Sure, when taking creatine, you may expertise a really small enhance in physique weight.
“Some individuals, however not all, expertise a small quantity of weight acquire when taking creatine,” Grant Tinsley, Ph.D., a professor and researcher at Texas Tech College, tells mindbodygreen.
Nonetheless, Tinsley explains that this weight acquire is because of water storage, not fats acquire.
The small quantity of weight that some individuals expertise when taking creatine is usually resulting from elevated creatine concentrations and water storage within the muscle tissue. “Whereas this impact has been noticed in a number of research, not all people or teams expertise this,” he reiterates.
Research have proven blended outcomes in the case of water weight acquire and creatine use. Some research have discovered that in the course of the first few days of creatine supplementation, some individuals expertise will increase in complete physique water (TBW), extracellular physique water (ECW), and intracellular water (ICW).

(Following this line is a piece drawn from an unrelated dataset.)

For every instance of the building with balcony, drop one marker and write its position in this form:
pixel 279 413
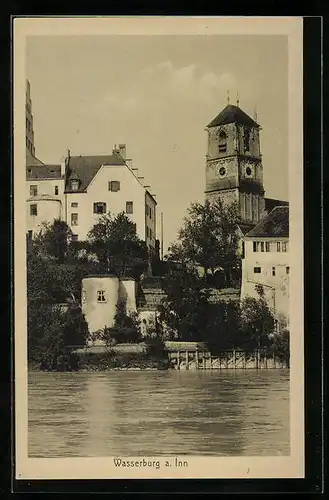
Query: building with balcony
pixel 266 261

For instance, a 2017 examine revealed in Medication & Science in Sports activities & Train that included 18 male cyclists discovered that when the contributors adopted a creatine-loading section that concerned taking 20 grams of creatine per day for 5 days, their TBW elevated by 1.4%. However, different research have discovered that creatine has no important impression on the physique’s water ranges, particularly over the long run.
Along with water weight, creatine may also help help muscle mass acquire when mixed with resistance train and correct diet. Gaining muscle mass can impression your physique weight, however that is often seen as a constructive aspect impact of creatine supplementation which explains many individuals use creatine.